Policy Name: Copying Materials Protected by Copyright
Responsibility for Maintenance: Academic Affairs; Coulter Library
I. Policy Statement
It is the policy of Onondaga Community College to be in compliance with all laws, rules and regulations governing the use of copyrighted materials, including, without limitation, the United States Copyright Act of 1976 as amended, the Digital Millennium Copyright Act of 1998, and the TEACH Act of 2002. Departments and individuals acting within the scope of their authority as employees of the College, including faculty, may make “Fair Use” of materials as defined in this policy. However, permission may be required when using certain materials outside of a classroom setting. An online classroom that is password protected is considered to be the same as a classroom.
II. Reason for Policy
To ensure compliance by all Onondaga Community College Departments and employees with federal laws, rules, and regulations governing the reproduction of copyrighted materials.
III. Applicability of the Policy
This policy applies to all employees of Onondaga Community College, including all faculty and staff.
IV. Related Documents
Sources available via the Internet for educators to utilize include:
Coulter Library has additional information on federal copyright law.
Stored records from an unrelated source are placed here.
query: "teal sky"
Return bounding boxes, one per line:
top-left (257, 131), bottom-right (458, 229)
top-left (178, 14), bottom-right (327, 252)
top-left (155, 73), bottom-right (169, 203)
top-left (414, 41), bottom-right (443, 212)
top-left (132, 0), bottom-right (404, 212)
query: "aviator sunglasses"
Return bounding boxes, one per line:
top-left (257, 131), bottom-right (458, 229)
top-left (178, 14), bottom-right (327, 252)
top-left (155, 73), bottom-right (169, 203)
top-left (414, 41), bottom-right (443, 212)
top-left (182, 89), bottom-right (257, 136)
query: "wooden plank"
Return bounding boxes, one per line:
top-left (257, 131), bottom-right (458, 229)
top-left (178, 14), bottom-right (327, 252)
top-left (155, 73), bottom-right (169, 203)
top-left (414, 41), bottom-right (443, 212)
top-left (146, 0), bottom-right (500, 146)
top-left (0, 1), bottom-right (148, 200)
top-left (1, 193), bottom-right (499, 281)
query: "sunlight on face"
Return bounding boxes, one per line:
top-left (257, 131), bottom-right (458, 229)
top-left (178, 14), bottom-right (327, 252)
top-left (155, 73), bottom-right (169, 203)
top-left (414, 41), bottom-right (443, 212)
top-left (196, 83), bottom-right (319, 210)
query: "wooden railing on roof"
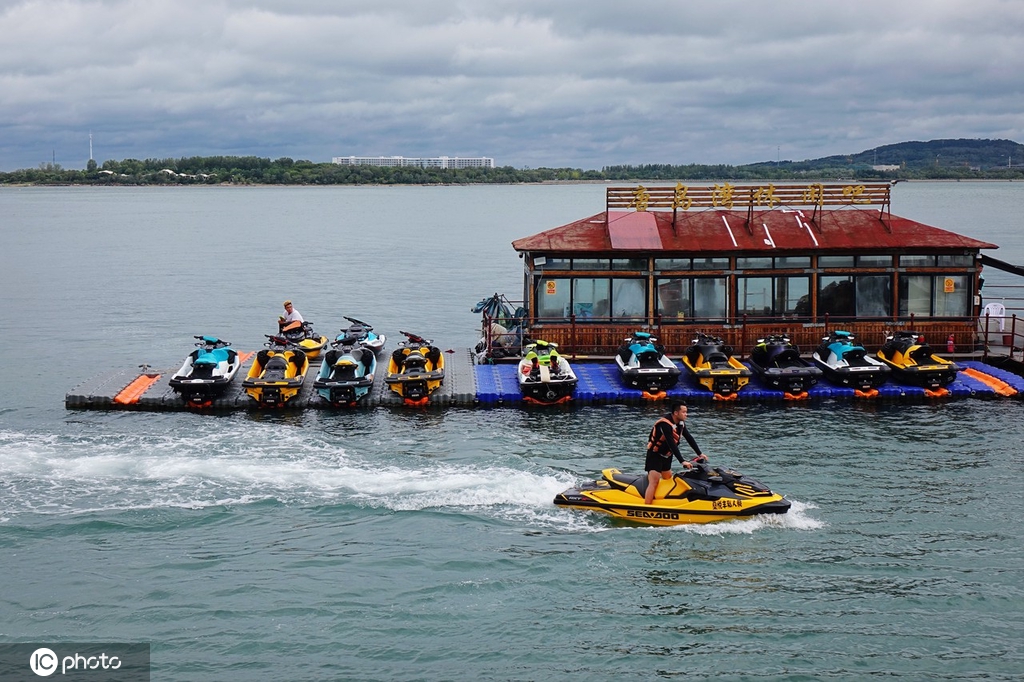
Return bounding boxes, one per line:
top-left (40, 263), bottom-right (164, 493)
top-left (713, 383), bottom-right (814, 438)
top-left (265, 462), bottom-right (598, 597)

| Subject || Office Name || Title or Position || Telephone Number || Email/URL |
| Resources regarding copyright and “Fair Use” guidelines || Coulter Library || Chair || (315) 498-2334 || email@example.com |
Enforcement of this policy starts with executive leadership of the College but it is everyone’s responsibility.
To ensure compliance with this policy, Onondaga Community College will reproduce copyrighted material for faculty and staff providing the person requesting the duplicating does one of the following:
- Certifies the requested reproduction by Onondaga Community College without liability; or
- Provides written permission from the copyright holder.
All departments are responsible for posting the following notice on all devices which may be used for the duplication of copyrighted material, e.g., departmental photocopiers, scanners, and video recorders:
Notice: The United States Copyright Law (Title 17 United States Code) governs the making of photocopies or other reproductions of copyrighted material. The person using this equipment is liable for any infringement.If you have any questions about copyright issues, please check the resources at Coulter Library.
The following is the full text of the fair use statute:
17 U.S.C. § 107. Limitations on exclusive rights: Fair use40
“Notwithstanding the provisions of sections 106 and 106A, the fair use of a copyrighted work, including such use by reproduction in copies or phonorecords or by any other means specified by that section, for purposes such as criticism, comment, news reporting, teaching (including multiple copies for classroom use), scholarship, or research, is not an infringement of copyright.
In determining whether the use made of a work in any particular case is a fair use the factors to be considered shall include —
- “(1) the purpose and character of the use, including whether such use is of a commercial nature or is for nonprofit educational purposes;
- “(2) the nature of the copyrighted work;
- “(3) the amount and substantiality of the portion used in relation to the copyrighted work as a whole; and
- “(4) the effect of the use upon the potential market for or value of the copyrighted work.
“The fact that a work is unpublished shall not itself bar a finding of fair use if such finding is made upon consideration of all the above factors.”
Employees should carefully consider those four areas when contemplating use of copyrighted materials. A checklist to help determine Fair Use is available from Columbia University.
Anything that is copyrighted and distributed to others under fair use, whether photocopied or shared electronically, should give credit to the source.
The following is general guidance regarding certain fair use issues. Fair use determinations are very fact specific, and each instance of fair use of materials otherwise protected by copyright should be determined based on an analysis of the specific facts and circumstances involved.
- Fair use applies only to reproduction for such purposes as criticism, comment, news reporting, teaching (including multiple copies for classroom use), scholarship, or research.
- The fact that copying is for nonprofit use may have little or no bearing on the question of fair use; all four of the areas above must be weighed.
- Copying from a workbook designed for a course of study is most likely not fair use due to the impact on the potential market for a consumable workbook (see item 4 above in the list of Fair Use factors).
- Copying an entire work is typically beyond what is considered to be fair use.
- Fair use might allow teachers, acting on their own, to copy portions of a work for the classroom without the copyright owner’s permission, but might not allow campus offices and employees to do so for matters related to campus business.
- Systematic duplication of an entire work is generally not considered fair use.
- If resulting economic loss to the copyright owner can be shown, even making a single copy of certain materials may be a violation (e.g., workbooks and other consumables).
- Coursepacks do not fall within the realm of fair use.
Obtaining Copyright Permission to Reproduce Material
Copyright permission for materials not covered under 17 U.S.C. section 107: Fair Use may be obtained through the Copyright Clearance Center: charges may apply. Permission may also be requested of the copyright owner directly, by mail or e-mail.
The Office of Management Services’ Duplicating Center will maintain a file of copyright permissions for reproduction and use of copyrighted material.
If an article or resource can be found on the Internet, linking to it is permitted by law without permission being obtained.